En el muro de Vietnam no hay batallas inscritas. Ni Khe Sahns, ni Quảng Tris, ni Hamburguer Hills. Quizá porque ganamos todas las batallas pero perdimos la guerra, se dice Keller. Tantos muertos para una guerra inútil. En visitas anteriores, había visto hombres apoyarse contra la pared y sollozar como niños.
Ese sentimiento de pérdida, agobiante y desgarrador.
Hoy, hay unos cuarenta visitantes junto al muro. Algunos podrían ser veteranos; otros, familiares; la mayoría, probablemente, turistas. Dos hombres maduros, ataviados con el uniforme y la gorra de la VFW, la asociación de veteranos de guerras extranjeras, ayudan a los visitantes a localizar el nombre de sus seres queridos.
Ahora, Keller vuelve a estar en guerra: contra la DEA, contra el Senado, contra los cárteles mexicanos de la droga y hasta contra el presidente de los Estados Unidos.
Y son lo mismo: una misma entidad.
Se han sobrepasado todas las fronteras en las que Keller creía antaño.
Algunos quieren silenciarle, enviarle a la cárcel, acabar con él; unos pocos, sospecha, quieren simplemente matarle.
Sabe que se ha convertido en una figura controvertida, que es la encarnación de una grieta que amenaza con ensancharse y partir el país en dos. Ha desencadenado un escándalo, una investigación que se extiende desde los campos de amapola de México a Wall Street y la propia Casa Blanca.
Es un cálido día de primavera, un poco ventoso, y la brisa suspende en el aire las flores de los cerezos. Percibiendo su emoción, Marisol le coge de la mano.
Keller ve al niño y un instante después, a la derecha, en dirección al Monumento a Washington, un inesperado destello de luz. Se abalanza sobre la madre y el niño y los tira al suelo.
Luego se vuelve para proteger a Mari.
La bala le hace girar como una peonza.
Le araña el cráneo y le tuerce bruscamente el cuello.
La sangre se le mete en los ojos y, al alargar el brazo para tirar de Marisol, la vista se le tiñe literalmente de rojo.
El bastón de ella cae con estrépito sobre la acera.
Keller cubre el cuerpo de Marisol con el suyo.
Otras balas se incrustan en el muro, por encima de él.
Oye gritos y voces de alarma.
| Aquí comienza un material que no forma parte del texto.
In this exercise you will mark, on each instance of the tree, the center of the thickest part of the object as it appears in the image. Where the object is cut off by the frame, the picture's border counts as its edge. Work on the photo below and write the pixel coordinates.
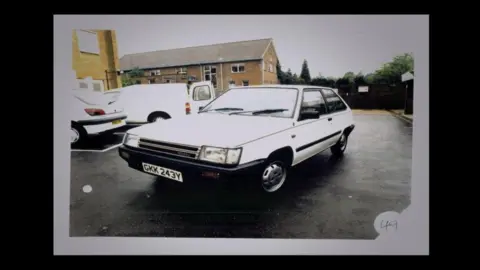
(369, 78)
(305, 73)
(391, 73)
(350, 76)
(359, 80)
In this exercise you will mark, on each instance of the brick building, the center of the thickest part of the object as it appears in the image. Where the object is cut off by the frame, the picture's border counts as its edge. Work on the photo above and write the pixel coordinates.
(95, 59)
(250, 62)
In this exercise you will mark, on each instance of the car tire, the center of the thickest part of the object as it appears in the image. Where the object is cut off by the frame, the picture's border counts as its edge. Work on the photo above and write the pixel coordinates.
(339, 148)
(155, 117)
(78, 135)
(273, 176)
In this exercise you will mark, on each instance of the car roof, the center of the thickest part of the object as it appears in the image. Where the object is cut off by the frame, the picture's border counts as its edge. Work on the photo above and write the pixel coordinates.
(285, 86)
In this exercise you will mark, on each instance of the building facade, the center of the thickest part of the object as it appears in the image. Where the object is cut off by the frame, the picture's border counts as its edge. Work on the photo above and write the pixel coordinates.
(236, 63)
(95, 59)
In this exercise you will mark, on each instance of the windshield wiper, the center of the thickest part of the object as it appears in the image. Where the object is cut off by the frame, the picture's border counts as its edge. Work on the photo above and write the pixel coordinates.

Alguien chilla:
—¡Están disparando!
Keller levanta los ojos intentando descubrir de dónde vienen los disparos y ve que proceden del sureste, más o menos a las diez: de detrás de un pequeño edificio que —recuerda— es un aseo público. Se lleva la mano a la cadera buscando la Sig Sauer y entonces se acuerda de que va desarmado.
El tirador pasa a disparo automático.
Las balas rocían la pared de piedra por encima de él, levantando lascas entre los nombres. La gente yace en el suelo o se agazapa contra el muro. Cerca de su extremo más bajo, unos pocos avanzan a gatas y echan a correr hacia Constitution Avenue. Otros se quedan en pie, anonadados.
Keller grita:
—¡Al suelo! ¡Están disparando! ¡Al suelo!
Pero se da cuenta de que no va a servir de nada: el monumento se ha convertido en una trampa mortal. El muro describe una ancha V y solo hay dos salidas, siguiendo un estrecho sendero. Una pareja de mediana edad corre hacia la salida este, hacia el francotirador, y cae abatida de inmediato, como comparsas de un horrendo videojuego.
—Mari —dice Keller—, tenemos que movernos. ¿Entiendes?
—Sí.
—Prepárate.
Espera hasta que los disparos cesan un momento mientras el tirador cambia el cargador y entonces se levanta, agarra a Mari y se la echa al hombro. Cargado con ella, avanza siguiendo la pared hacia la salida oeste, donde el muro desciende paulatinamente hasta llegarle a la cintura, y entonces levanta a Mari, pasa al otro lado y la deposita detrás de un árbol.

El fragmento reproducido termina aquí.